The inn keeper is so easy to write off as near-sighted, cold. It was a crime against human rights, what happened to Baby Jesus. We want someone to blame. But was he really just the stingy guy who slammed the door and missed the miracle? Giving hospitality is a work-out, whether it’s for a fee, as his probably was, or it’s free, as Casa Juan Diego offers it, a gift of mercy. Each new guest requires time and energy, to admit and to care for. Yes, that’s the whole reason we’re here, but we’re limited, merely human. It’s essential to take stock of the demands on one’s time and energy before making the call whether they can be stretched further.

I get it. He was tired. You realize quickly, when you live in a constant extreme – if you don’t maintain yourself, you can’t take care of anyone else.
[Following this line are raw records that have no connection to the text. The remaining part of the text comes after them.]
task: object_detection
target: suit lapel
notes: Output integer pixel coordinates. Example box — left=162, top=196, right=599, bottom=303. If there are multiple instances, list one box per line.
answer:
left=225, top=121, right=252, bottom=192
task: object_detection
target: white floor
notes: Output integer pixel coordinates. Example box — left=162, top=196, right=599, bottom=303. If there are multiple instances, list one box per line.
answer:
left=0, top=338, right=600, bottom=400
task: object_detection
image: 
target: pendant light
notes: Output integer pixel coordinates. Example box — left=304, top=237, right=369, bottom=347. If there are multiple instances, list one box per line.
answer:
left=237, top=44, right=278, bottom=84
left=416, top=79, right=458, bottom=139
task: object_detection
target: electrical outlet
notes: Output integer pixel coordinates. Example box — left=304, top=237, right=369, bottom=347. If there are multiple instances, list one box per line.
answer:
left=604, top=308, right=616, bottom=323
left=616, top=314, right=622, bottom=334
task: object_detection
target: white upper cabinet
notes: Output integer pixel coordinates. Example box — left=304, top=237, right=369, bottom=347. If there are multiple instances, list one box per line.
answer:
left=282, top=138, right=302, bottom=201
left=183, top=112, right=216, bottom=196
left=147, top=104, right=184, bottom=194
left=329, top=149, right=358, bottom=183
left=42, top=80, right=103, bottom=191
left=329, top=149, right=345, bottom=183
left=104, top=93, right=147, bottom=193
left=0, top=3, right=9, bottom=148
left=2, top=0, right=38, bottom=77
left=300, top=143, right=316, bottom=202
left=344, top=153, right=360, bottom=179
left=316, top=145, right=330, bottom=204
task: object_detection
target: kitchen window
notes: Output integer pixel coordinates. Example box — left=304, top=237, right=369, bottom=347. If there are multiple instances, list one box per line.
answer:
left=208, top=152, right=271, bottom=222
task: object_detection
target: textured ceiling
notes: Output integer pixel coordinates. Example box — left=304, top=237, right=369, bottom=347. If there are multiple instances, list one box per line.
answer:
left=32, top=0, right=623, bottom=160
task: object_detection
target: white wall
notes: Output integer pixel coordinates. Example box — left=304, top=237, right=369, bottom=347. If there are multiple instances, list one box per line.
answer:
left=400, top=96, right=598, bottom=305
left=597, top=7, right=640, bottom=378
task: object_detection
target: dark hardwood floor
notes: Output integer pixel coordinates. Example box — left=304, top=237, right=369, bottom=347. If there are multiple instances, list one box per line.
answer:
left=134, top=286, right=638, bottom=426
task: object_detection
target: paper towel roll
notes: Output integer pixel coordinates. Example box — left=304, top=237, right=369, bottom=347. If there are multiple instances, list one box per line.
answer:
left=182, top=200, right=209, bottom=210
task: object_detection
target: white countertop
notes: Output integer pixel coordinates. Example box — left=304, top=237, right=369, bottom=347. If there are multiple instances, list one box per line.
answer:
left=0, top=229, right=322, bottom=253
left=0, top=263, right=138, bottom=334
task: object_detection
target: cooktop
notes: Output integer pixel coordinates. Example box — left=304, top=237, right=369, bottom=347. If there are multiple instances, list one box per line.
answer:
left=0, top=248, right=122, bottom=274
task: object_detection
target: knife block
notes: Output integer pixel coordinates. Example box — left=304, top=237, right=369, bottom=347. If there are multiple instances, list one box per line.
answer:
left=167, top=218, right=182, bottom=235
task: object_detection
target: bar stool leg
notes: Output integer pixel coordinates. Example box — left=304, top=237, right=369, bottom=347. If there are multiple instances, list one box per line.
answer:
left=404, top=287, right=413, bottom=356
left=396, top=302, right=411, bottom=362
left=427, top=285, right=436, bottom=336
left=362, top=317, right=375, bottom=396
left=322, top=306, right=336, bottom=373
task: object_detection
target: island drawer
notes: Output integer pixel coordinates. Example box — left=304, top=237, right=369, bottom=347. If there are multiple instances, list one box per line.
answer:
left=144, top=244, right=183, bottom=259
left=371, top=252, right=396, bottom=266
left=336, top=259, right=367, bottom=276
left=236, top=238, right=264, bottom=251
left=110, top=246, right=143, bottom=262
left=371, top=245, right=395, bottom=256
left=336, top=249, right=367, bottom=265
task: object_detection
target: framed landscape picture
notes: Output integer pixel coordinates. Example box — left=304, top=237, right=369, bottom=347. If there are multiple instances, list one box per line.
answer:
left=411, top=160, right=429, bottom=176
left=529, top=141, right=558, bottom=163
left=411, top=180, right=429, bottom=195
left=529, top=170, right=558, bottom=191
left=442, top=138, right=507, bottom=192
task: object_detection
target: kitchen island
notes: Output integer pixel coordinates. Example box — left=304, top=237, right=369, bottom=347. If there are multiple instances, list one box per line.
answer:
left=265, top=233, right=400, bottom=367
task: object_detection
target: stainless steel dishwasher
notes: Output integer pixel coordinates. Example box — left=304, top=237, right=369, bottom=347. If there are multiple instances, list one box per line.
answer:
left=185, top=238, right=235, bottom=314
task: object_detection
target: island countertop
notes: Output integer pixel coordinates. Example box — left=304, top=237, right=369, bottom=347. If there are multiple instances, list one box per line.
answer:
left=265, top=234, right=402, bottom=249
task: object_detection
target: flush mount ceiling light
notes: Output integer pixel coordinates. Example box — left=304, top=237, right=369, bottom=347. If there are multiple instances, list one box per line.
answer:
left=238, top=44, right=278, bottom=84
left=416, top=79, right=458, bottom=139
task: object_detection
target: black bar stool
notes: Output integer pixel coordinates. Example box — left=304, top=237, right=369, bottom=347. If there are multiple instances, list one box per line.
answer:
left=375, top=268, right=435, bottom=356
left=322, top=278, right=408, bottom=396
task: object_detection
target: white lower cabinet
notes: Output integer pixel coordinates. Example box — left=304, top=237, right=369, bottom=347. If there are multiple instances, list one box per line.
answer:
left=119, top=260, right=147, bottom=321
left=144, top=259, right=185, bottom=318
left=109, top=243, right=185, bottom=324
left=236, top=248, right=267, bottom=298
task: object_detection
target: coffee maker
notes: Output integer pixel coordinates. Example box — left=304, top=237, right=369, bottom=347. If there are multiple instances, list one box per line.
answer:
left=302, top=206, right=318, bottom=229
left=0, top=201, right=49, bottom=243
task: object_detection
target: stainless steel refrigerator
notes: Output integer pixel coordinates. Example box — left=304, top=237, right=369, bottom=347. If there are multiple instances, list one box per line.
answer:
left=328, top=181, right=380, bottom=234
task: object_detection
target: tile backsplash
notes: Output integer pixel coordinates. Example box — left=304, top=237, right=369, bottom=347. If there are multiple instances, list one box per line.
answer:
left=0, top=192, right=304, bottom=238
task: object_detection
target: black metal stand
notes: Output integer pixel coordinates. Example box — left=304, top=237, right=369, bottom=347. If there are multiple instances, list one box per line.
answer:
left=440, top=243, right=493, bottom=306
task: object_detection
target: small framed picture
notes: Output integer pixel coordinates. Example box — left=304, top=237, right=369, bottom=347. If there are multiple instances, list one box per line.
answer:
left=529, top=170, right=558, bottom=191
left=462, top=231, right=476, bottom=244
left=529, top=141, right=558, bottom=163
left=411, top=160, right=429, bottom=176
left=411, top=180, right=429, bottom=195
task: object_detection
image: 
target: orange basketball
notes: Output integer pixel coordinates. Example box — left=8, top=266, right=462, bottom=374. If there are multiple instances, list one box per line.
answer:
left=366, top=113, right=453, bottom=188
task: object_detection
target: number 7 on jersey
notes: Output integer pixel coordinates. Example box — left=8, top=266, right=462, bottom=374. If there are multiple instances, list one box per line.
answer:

Regardless, the need continues to press for alleviation. One trying morning a month or two ago, I was starting to cave under the weight of my own inability to fix the brokenness and fill the deficit all around me when a coworker looked at me and said simply, “we are not God.” Remarkable how such an obvious statement could snap things into perspective. I can’t fix the world. I can’t fix Houston. In truth, I can’t even fix me.

Still, that doesn’t negate my responsibility. Though it’s usually not my first thought when the door bell rings, God is definitely there in the eyes of every person I face when I open our door. God stands there and asks me to help, to do something, however token that “something” must be, however unremarkably I deliver. This I believe — this we believe — and this gives us the drive and the joy to continue, even when the scope so far exceeds our resources.

Tomorrow I will likely open the door to find more Cubans. Hopefully we will be able to accept them – to give them clean beds, hot showers, warm food, clothes, toiletries, safety. Possibly, we won’t.

But, tomorrow, whether I turn those Cubans away or admit them into the house, I can make them feel like more than a burden, grudgingly shouldered or hurriedly shrugged off. If there’s no room for them, I can hear out their stories, let them know their journey matters to me, before closing the door. Maybe I’ll let them use our bathroom, give them a few of the sandwiches saved for the day laborers. I can give them bus tickets to get to a shelter. I can look them in the eyes and tell them God will be with them. And that last bit is a fact, for sure and for certain: as I recall, there wasn’t room at the inn for Him either – He too, will be on his way to the stable if He isn’t already there.

 

Houston Catholic Worker, Vol. XXXV, No. 1, January-February 2016.